[PATCH RFC cmpxchg 3/8] ARC: Emulate one-byte and two-byte cmpxchg

Thu Apr 4 07:44:47 PDT 2024

On Thu, Apr 04, 2024 at 01:57:32PM +0200, Arnd Bergmann wrote:
> On Tue, Apr 2, 2024, at 19:06, Paul E. McKenney wrote:
> > On Tue, Apr 02, 2024 at 10:14:08AM +0200, Arnd Bergmann wrote:
> >> On Mon, Apr 1, 2024, at 23:39, Paul E. McKenney wrote:
> >> > Use the new cmpxchg_emu_u8() and cmpxchg_emu_u16() to emulate one-byte
> >> > and two-byte cmpxchg() on arc.
> >> >
> >> > Signed-off-by: Paul E. McKenney <paulmck at kernel.org>
> >> 
> >> I'm missing the context here, is it now mandatory to have 16-bit
> >> cmpxchg() everywhere? I think we've historically tried hard to
> >> keep this out of common code since it's expensive on architectures
> >> that don't have native 16-bit load/store instructions (alpha, armv3)
> >> and or sub-word atomics (armv5, riscv, mips).
> >
> > I need 8-bit, and just added 16-bit because it was easy to do so.
> > I would be OK dropping the 16-bit portions of this series, assuming
> > that no-one needs it.  And assuming that it is easier to drop it than
> > to explain why it is not available.  ;-)
> 
> It certainly makes sense to handle both the same, whichever
> way we do this.

Agreed, at least as long as the properties of the relevant hardware are
consistent with doing so.

> >> Does the code that uses this rely on working concurrently with
> >> non-atomic stores to part of the 32-bit word? If we want to
> >> allow that, we need to merge my alpha ev4/45/5 removal series
> >> first.
> >
> > For 8-but cmpxchg(), yes.  There are potentially concurrent
> > smp_load_acquire() and smp_store_release() operations to this same byte.
> >
> > Or is your question specific to the 16-bit primitives?  (Full disclosure:
> > I have no objection to removing Alpha ev4/45/5, having several times
> > suggested removing Alpha entirely.  And having the scars to prove it.)
> 
> For the native sub-word access, alpha ev5 cannot do either of
> them, while armv3 could do byte access but not 16-bit words.
> 
> It sounds like the old alphas are already broken then, which
> is a good reason to finally drop support. It would appear that
> the arm riscpc is not affected by this though.

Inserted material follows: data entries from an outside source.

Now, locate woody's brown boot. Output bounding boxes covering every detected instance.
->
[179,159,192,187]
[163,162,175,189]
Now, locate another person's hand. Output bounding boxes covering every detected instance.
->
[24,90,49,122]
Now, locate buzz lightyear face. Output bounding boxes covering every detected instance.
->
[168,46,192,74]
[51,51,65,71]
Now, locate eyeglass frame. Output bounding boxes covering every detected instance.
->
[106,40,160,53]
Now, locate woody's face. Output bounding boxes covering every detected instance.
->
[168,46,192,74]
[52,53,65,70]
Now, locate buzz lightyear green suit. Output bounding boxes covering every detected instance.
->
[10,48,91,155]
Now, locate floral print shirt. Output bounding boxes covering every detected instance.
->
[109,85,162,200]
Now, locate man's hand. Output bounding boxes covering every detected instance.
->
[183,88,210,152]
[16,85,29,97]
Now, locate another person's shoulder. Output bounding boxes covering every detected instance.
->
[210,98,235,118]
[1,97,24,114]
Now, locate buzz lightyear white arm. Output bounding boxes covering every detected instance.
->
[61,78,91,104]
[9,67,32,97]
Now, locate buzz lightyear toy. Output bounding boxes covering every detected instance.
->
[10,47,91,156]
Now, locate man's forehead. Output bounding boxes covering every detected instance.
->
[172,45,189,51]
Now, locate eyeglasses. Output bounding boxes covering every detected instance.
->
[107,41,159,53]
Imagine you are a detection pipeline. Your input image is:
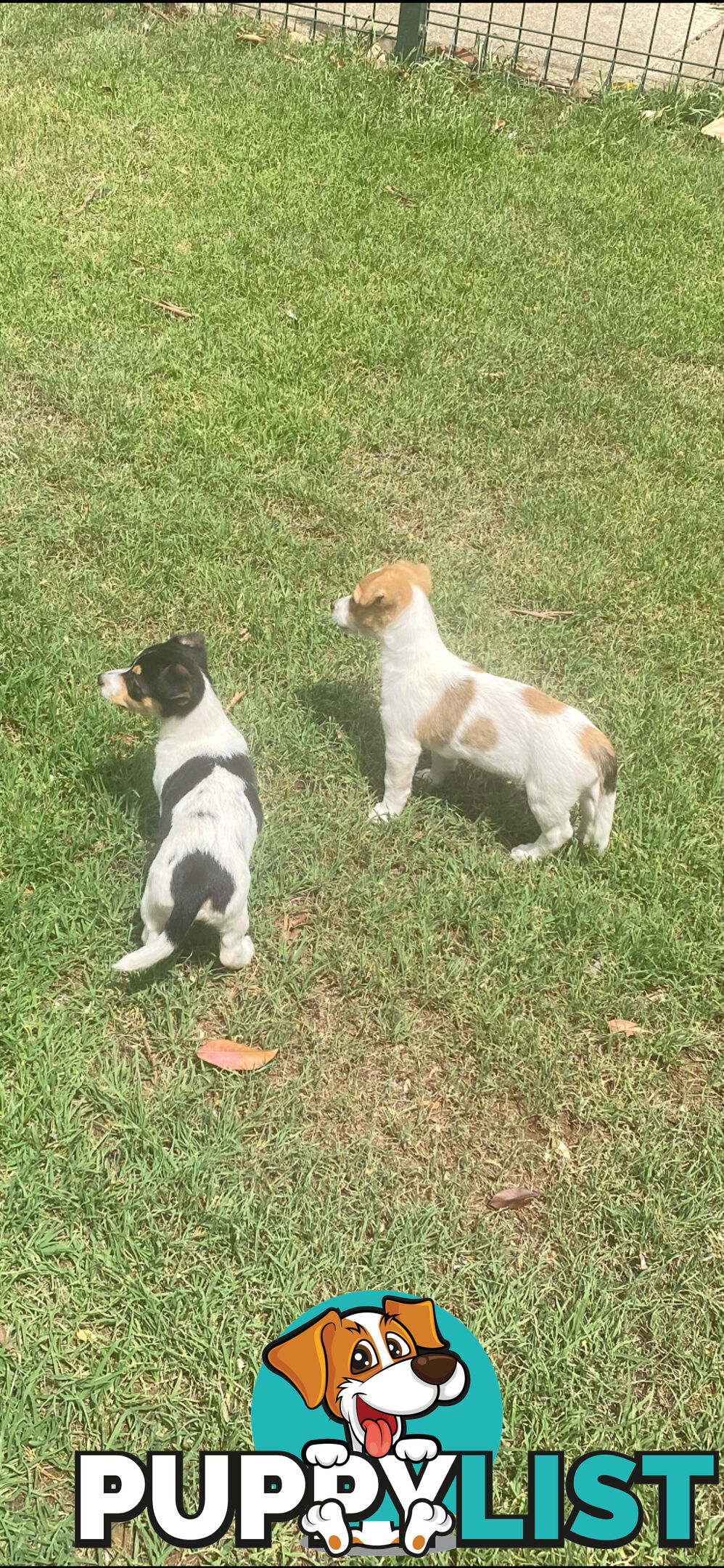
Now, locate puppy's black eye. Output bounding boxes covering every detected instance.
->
[350,1339,376,1372]
[385,1334,409,1361]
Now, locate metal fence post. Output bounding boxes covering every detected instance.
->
[395,4,429,60]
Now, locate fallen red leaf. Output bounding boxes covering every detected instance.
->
[501,605,574,621]
[490,1187,540,1209]
[141,295,194,322]
[196,1040,276,1072]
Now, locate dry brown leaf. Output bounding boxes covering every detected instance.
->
[702,115,724,141]
[141,295,194,322]
[490,1187,540,1209]
[196,1040,276,1072]
[0,1323,17,1356]
[508,607,574,621]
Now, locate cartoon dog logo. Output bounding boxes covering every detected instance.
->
[263,1295,470,1556]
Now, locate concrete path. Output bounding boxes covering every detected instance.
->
[236,0,724,86]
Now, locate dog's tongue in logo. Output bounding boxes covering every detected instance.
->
[358,1399,397,1460]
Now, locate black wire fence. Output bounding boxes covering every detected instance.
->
[193,0,724,91]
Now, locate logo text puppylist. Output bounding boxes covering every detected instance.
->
[75,1292,717,1557]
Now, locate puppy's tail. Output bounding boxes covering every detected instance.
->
[113,878,208,976]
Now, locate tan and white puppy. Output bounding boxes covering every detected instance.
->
[332,561,617,861]
[263,1295,469,1556]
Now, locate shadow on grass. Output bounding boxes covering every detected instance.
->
[297,680,540,850]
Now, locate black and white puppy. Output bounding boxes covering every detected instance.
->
[99,632,262,973]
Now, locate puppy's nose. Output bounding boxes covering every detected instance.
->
[411,1350,458,1388]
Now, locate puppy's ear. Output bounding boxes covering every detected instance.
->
[157,663,194,709]
[263,1307,342,1410]
[395,561,432,599]
[382,1295,448,1350]
[176,632,208,674]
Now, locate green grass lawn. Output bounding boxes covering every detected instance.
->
[0,4,724,1565]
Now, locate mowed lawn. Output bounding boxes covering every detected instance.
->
[0,4,724,1565]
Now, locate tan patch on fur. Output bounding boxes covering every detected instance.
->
[350,561,431,632]
[462,714,498,751]
[417,676,475,751]
[522,687,566,714]
[578,724,617,795]
[111,677,161,718]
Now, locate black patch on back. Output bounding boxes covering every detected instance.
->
[158,751,263,841]
[165,850,234,947]
[598,746,619,795]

Good point, given that single-byte load/store and emulated single-byte
cmpxchg() has been in common code for some time.

So armv3 is OK with one-byte emulated cmpxchg(), but not with two-byte,
which is consistent with the current state of this series in the -rcu
tree.  (My plan is to wait until Monday to re-send the series in order
to allow the test robots to find yet more bugs.)

Or is the plan to also drop support for armv3 in the near term?

> >> For the cmpxchg() interface, I would prefer to handle the
> >> 8-bit and 16-bit versions the same way as cmpxchg64() and
> >> provide separate cmpxchg8()/cmpxchg16()/cmpxchg32() functions
> >> by architectures that operate on fixed-size integer values
> >> but not compounds or pointers, and a generic cmpxchg() wrapper
> >> in common code that can handle the abtraction for pointers,
> >> long and (if absolutely necessary) compounds by multiplexing
> >> between cmpxchg32() and cmpxchg64() where needed.
> >
> > So as to support _acquire(), _relaxed(), and _release()?
> >
> > If so, I don't have any use cases for other than full ordering.
> 
> My main goal here would be to simplify the definition of
> the very commonly used cmpxchg() macro so it doesn't have
> to deal with so many corner cases, and make it work the
> same way across all architectures. Without the type
> agnostic wrapper, there would also be the benefit of
> additional type checking that we get by replacing the
> macros with inline functions.
> 
> We'd still need all the combinations of cmpxchg() and xchg()
> with the four sizes and ordering variants, but at least the
> latter should easily collapse on most architectures. At the
> moment, most architectures only provide the full-ordering
> version.

That does make a lot of sense to me.  Though C-language inline functions
have some trouble with type-generic parameters.

However, my patch is down at architecture-specific level, so should not
affect the cmpxchg() macro, right?  Or am I missing some aspect of your
proposed refactoring?

							Thanx, Paul